I would not say it's a bug. When your B
interface is compiled by javac, it adds a synthetic bridge method, which returns A
. You can see this by examining the javap output:
$ javap -c B
Compiled from "B.java"
interface B extends A {
public abstract B setX(java.lang.Object);
public A setX(java.lang.Object);
Code:
0: aload_0
1: aload_1
2: invokeinterface #1, 2 // InterfaceMethod setX:(Ljava/lang/Object;)LB;
7: areturn
}
In Java 1.7 there of course were no such method as it was impossible to create default method in Java. Thus when compiling in 1.7 you've got the following:
$ javap -c B
Compiled from "B.java"
interface B extends A {
public abstract B setX(java.lang.Object);
}
However in Java 1.8 this additional method is actually declared in the bytecode so getDeclaredMethods()
correctly returns it. For this additional method the isBridge()
and isSynthetic()
calls will return true, so you can filter it out based on this if you don't like it.
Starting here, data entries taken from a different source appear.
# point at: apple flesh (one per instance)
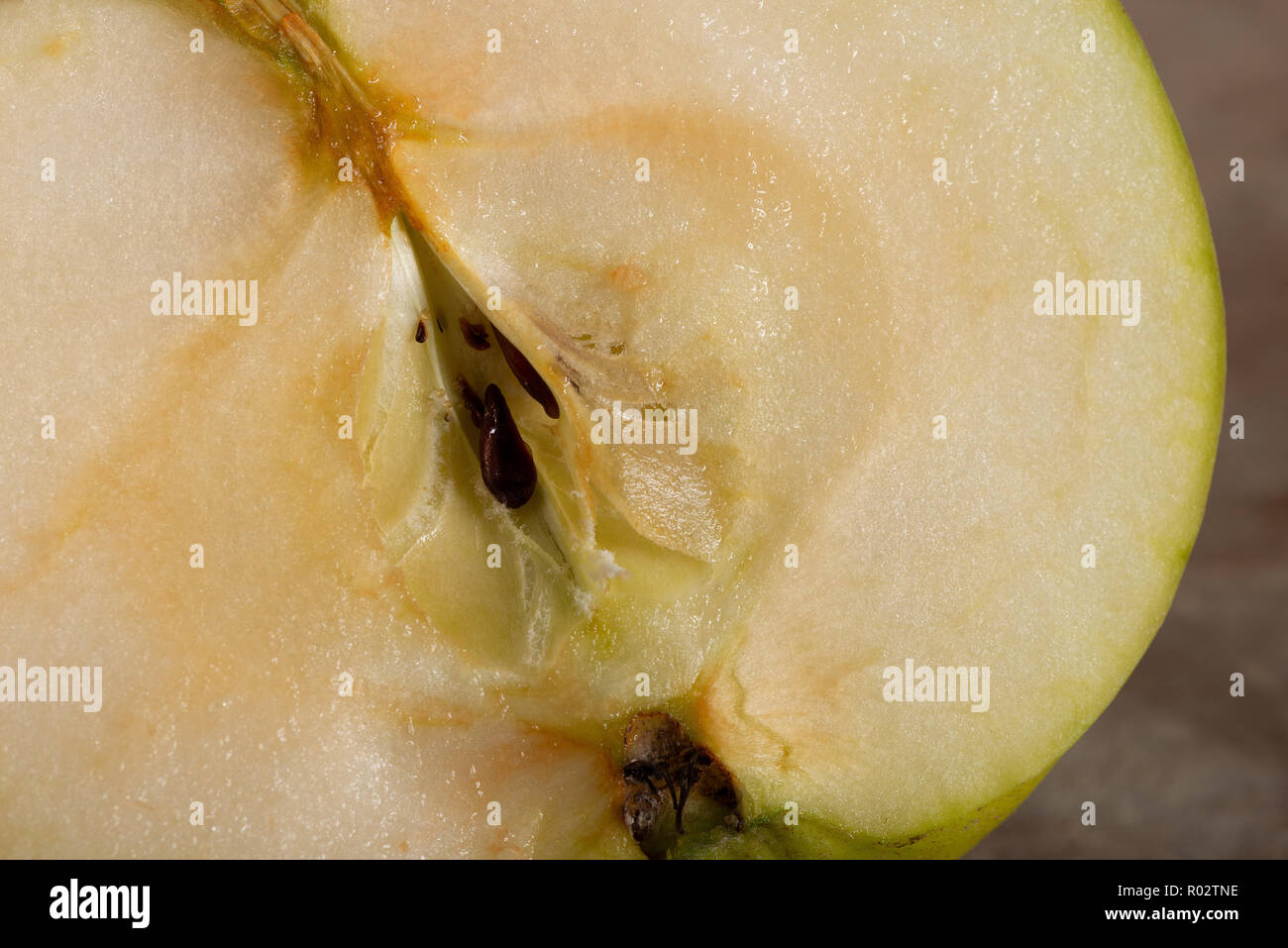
(795, 265)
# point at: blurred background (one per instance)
(1176, 767)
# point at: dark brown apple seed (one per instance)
(507, 468)
(528, 376)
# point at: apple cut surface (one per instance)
(658, 207)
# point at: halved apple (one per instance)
(844, 245)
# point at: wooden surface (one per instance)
(1176, 767)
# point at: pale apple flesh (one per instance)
(819, 532)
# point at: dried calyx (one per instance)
(673, 785)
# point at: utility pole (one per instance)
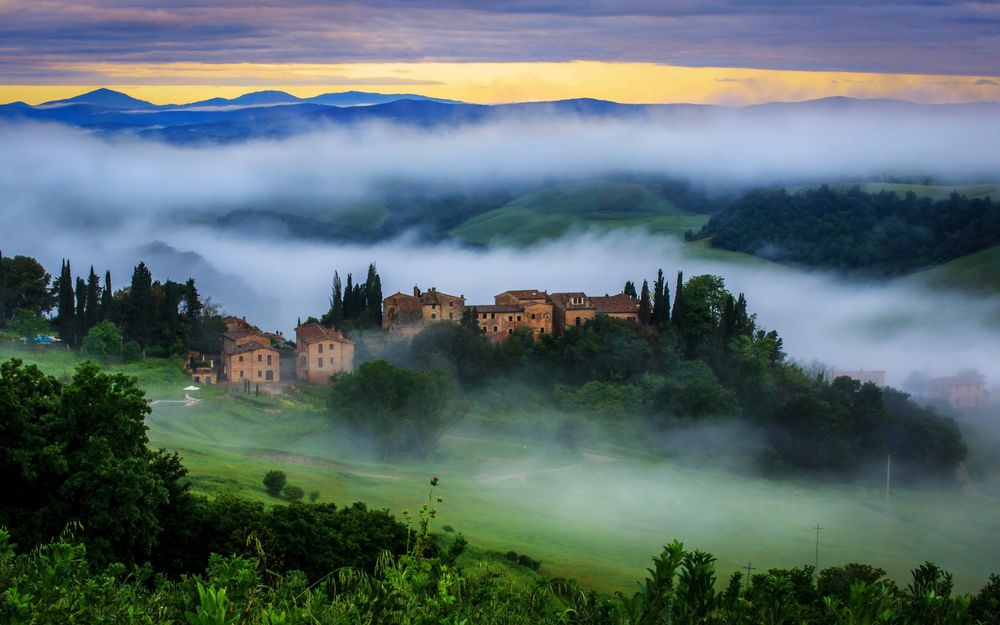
(749, 568)
(816, 566)
(888, 469)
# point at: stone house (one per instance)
(965, 390)
(256, 362)
(618, 306)
(321, 352)
(408, 314)
(569, 310)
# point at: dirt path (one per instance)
(318, 462)
(589, 458)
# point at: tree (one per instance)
(67, 311)
(103, 341)
(140, 319)
(645, 306)
(402, 410)
(24, 283)
(336, 302)
(274, 482)
(26, 324)
(79, 451)
(107, 306)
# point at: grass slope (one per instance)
(550, 212)
(979, 272)
(598, 515)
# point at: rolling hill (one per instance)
(552, 211)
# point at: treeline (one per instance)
(700, 359)
(146, 317)
(879, 234)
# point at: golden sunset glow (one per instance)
(510, 82)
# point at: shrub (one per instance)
(274, 482)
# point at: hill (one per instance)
(552, 211)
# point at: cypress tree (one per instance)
(644, 305)
(337, 302)
(140, 318)
(630, 290)
(349, 306)
(67, 310)
(678, 314)
(93, 299)
(107, 297)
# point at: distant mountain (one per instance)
(105, 98)
(276, 114)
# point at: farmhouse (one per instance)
(408, 314)
(321, 352)
(965, 390)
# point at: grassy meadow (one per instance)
(596, 514)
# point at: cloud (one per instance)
(913, 37)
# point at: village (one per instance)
(266, 360)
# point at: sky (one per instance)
(721, 51)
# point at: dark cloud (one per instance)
(892, 36)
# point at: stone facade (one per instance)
(321, 352)
(260, 364)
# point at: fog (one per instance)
(111, 203)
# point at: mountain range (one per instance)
(276, 114)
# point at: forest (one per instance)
(99, 528)
(873, 234)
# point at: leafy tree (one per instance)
(78, 452)
(103, 341)
(274, 482)
(26, 324)
(403, 410)
(24, 283)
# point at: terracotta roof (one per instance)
(492, 308)
(564, 300)
(252, 347)
(620, 303)
(527, 294)
(312, 332)
(241, 332)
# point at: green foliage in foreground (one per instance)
(55, 584)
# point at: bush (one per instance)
(131, 352)
(103, 341)
(274, 482)
(293, 493)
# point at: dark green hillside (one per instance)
(874, 234)
(552, 211)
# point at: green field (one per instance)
(979, 272)
(598, 515)
(550, 212)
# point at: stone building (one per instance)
(258, 363)
(965, 390)
(861, 375)
(408, 314)
(569, 310)
(618, 306)
(321, 352)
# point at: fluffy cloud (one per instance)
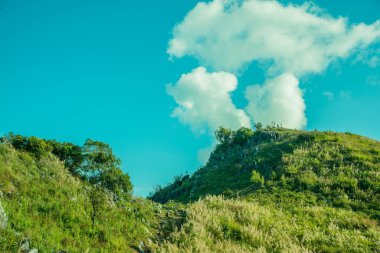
(229, 34)
(204, 101)
(279, 100)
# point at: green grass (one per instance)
(341, 170)
(273, 190)
(45, 203)
(215, 224)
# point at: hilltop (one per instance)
(268, 190)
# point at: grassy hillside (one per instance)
(45, 203)
(270, 190)
(215, 224)
(335, 169)
(283, 191)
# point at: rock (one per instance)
(3, 218)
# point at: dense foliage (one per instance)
(339, 170)
(60, 208)
(280, 190)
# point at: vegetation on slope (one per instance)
(61, 210)
(279, 190)
(215, 224)
(334, 169)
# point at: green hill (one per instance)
(284, 191)
(52, 208)
(269, 190)
(340, 170)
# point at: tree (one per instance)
(70, 154)
(101, 167)
(223, 135)
(257, 178)
(242, 135)
(97, 158)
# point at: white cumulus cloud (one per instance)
(280, 100)
(229, 34)
(204, 101)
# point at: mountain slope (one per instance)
(54, 210)
(335, 169)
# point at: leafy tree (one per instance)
(242, 135)
(117, 182)
(101, 167)
(70, 154)
(257, 178)
(224, 135)
(98, 158)
(258, 126)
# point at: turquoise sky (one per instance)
(71, 70)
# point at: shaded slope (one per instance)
(341, 170)
(47, 204)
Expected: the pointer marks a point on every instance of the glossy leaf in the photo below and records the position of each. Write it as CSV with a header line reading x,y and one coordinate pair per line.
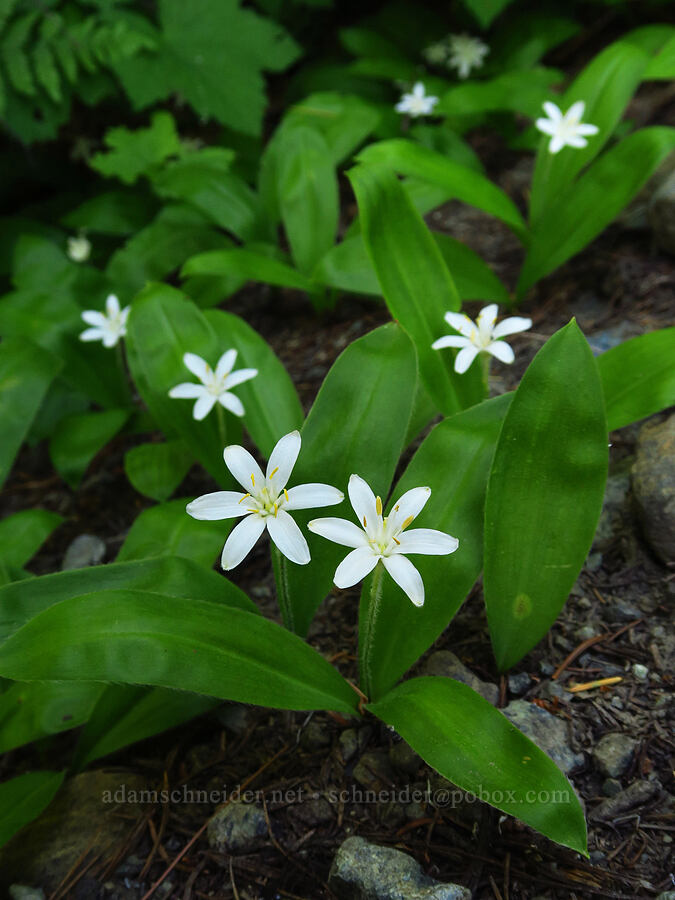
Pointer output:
x,y
465,184
638,377
170,575
357,425
475,747
582,212
454,461
415,281
26,371
137,637
544,494
23,798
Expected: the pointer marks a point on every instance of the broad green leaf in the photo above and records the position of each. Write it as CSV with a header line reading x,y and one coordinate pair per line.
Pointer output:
x,y
30,711
22,534
77,439
170,575
167,530
270,399
308,195
138,637
638,377
467,185
415,281
23,798
544,494
248,264
125,714
357,425
454,461
476,747
213,55
590,205
134,153
26,371
156,470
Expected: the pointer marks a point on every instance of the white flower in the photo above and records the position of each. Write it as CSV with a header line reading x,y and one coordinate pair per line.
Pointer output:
x,y
78,248
265,504
566,130
108,327
215,385
384,538
417,103
466,53
482,336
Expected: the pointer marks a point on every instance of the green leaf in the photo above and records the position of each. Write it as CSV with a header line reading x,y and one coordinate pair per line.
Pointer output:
x,y
20,602
475,747
415,281
167,530
125,714
465,184
26,371
582,211
454,461
137,637
29,712
23,798
544,494
638,377
140,152
357,425
156,470
77,439
213,55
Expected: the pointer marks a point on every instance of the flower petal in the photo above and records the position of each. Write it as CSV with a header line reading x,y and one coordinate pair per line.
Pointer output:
x,y
218,505
187,391
355,566
282,459
406,576
241,540
226,363
363,502
242,465
288,537
197,366
512,325
427,541
233,403
502,351
203,406
309,496
340,531
464,359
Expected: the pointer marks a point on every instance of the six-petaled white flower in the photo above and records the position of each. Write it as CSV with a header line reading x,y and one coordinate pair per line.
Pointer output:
x,y
482,336
215,384
384,538
78,248
565,130
108,327
265,504
418,103
466,53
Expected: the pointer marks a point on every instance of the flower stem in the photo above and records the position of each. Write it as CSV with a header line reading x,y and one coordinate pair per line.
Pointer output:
x,y
280,566
370,609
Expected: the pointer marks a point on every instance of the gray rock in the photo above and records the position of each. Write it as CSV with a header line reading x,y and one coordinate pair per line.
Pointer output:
x,y
654,486
613,754
237,828
85,550
363,871
446,664
547,731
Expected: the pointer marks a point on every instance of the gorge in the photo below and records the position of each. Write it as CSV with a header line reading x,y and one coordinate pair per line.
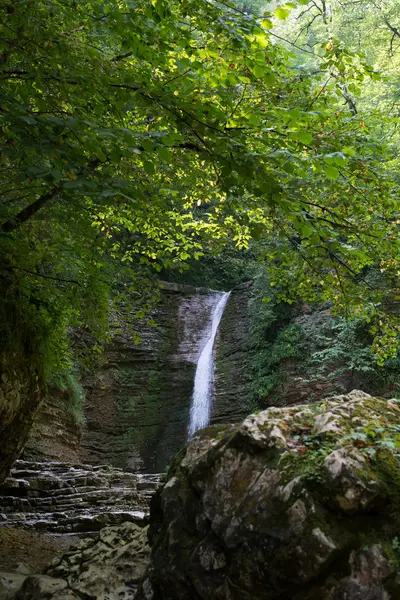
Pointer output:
x,y
199,300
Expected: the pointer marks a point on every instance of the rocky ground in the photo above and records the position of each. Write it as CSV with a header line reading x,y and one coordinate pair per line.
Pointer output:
x,y
57,513
31,551
295,503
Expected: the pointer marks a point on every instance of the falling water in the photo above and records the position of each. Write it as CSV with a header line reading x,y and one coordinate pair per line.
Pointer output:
x,y
203,382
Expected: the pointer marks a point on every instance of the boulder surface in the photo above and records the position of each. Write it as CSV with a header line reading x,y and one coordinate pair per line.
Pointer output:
x,y
295,503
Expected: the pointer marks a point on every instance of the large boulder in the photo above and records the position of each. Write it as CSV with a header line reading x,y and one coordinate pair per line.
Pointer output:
x,y
295,503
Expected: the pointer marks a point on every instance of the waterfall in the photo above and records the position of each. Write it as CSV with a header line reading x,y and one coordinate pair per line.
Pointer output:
x,y
200,408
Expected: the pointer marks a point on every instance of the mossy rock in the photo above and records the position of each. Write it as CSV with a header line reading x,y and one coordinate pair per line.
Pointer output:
x,y
297,503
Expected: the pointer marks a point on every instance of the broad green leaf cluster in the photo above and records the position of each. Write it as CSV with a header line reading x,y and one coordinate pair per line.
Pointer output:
x,y
136,135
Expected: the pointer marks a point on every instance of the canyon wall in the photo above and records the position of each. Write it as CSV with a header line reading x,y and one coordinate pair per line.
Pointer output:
x,y
138,399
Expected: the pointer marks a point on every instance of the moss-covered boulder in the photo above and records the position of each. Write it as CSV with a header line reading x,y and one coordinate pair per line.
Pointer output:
x,y
296,503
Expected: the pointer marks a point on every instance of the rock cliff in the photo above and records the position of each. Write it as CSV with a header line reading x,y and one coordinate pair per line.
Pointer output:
x,y
232,362
138,398
297,503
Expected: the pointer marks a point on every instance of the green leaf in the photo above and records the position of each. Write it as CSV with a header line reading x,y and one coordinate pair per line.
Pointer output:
x,y
281,13
331,172
163,153
149,167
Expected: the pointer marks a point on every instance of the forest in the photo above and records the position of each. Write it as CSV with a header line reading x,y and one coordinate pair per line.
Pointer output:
x,y
155,154
138,138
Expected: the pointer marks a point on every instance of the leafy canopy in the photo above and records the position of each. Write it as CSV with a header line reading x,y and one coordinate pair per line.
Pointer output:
x,y
135,134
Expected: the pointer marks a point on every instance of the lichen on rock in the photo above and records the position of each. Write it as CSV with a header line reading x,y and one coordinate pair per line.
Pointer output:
x,y
295,503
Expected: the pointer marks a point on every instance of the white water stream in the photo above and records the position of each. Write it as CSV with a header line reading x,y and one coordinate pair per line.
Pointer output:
x,y
200,409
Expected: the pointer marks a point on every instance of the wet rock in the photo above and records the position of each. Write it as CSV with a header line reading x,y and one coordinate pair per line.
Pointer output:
x,y
40,587
109,567
73,498
285,505
10,583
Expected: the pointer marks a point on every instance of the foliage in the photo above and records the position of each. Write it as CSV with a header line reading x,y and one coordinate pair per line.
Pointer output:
x,y
308,342
135,136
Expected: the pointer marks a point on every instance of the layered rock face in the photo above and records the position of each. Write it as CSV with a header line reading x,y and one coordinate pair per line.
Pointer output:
x,y
72,498
138,403
296,503
20,396
55,434
138,398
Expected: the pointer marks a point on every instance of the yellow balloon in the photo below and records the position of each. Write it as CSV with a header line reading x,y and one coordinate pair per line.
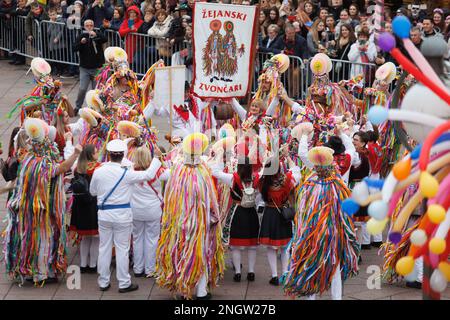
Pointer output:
x,y
402,169
405,266
444,267
428,185
436,213
375,226
437,245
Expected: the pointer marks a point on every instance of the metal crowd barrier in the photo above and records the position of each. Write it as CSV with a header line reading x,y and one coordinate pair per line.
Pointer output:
x,y
144,50
58,42
114,39
293,79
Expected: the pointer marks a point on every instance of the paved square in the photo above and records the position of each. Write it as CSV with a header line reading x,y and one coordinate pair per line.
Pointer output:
x,y
14,83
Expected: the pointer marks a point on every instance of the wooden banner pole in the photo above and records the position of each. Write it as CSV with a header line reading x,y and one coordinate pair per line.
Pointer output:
x,y
170,103
252,58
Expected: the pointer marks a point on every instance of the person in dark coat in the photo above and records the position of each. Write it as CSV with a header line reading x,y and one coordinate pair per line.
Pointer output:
x,y
89,45
149,20
21,10
99,10
273,43
294,44
84,209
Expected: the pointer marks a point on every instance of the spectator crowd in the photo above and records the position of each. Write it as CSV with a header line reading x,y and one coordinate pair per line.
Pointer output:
x,y
342,29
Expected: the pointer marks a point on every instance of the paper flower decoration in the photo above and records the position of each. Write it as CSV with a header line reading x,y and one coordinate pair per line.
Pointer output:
x,y
129,128
120,54
226,130
45,127
95,113
320,64
386,72
93,100
215,25
88,117
52,133
34,129
321,156
282,62
109,54
40,67
225,144
195,143
298,130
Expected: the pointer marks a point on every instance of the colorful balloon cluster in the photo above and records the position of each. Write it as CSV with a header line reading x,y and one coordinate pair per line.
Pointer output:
x,y
425,111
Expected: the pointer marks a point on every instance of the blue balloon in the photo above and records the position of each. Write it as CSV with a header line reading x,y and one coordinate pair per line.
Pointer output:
x,y
349,206
378,114
378,210
401,26
374,183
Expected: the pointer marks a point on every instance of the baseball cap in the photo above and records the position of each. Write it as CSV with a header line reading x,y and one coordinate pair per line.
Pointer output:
x,y
116,145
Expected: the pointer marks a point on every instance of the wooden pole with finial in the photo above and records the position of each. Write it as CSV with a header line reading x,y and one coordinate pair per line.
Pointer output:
x,y
253,56
170,103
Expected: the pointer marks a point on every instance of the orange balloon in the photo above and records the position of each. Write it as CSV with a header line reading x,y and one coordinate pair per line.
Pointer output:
x,y
402,169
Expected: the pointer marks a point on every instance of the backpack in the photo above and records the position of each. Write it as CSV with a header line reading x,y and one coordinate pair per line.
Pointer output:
x,y
80,185
248,199
9,168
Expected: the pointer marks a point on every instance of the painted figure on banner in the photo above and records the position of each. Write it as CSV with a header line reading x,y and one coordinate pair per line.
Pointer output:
x,y
231,51
212,50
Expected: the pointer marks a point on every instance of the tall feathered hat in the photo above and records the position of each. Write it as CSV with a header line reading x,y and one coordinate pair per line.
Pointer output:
x,y
40,68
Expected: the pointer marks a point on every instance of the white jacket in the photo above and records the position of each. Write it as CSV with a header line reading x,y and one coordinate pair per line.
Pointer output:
x,y
180,127
145,203
355,56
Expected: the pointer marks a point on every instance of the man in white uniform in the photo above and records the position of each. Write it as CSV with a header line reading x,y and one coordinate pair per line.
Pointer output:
x,y
111,183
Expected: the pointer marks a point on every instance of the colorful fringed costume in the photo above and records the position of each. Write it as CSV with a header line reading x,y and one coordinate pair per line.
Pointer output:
x,y
35,236
324,237
190,245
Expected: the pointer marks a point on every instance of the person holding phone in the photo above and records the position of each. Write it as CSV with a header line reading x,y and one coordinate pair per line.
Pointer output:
x,y
362,52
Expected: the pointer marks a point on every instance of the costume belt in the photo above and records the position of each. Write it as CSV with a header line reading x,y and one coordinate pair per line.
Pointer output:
x,y
114,206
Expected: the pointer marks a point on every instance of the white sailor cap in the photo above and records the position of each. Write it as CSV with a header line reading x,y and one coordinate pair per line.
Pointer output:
x,y
116,145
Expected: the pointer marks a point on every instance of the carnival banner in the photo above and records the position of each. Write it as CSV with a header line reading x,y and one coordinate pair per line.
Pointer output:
x,y
170,84
223,49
Bridge methods are useful to properly implement covariant return types as JVM does not know about this feature. They are necessary to dispatch the virtual call to the method with covariant return type. New bridge methods appeared in Java 1.8 help to support covariant return types for the default methods. Subinterface may define a default implementation for setX
and in this case the auto-generated bridge method will be necessary to properly dispatch the call to that implementation.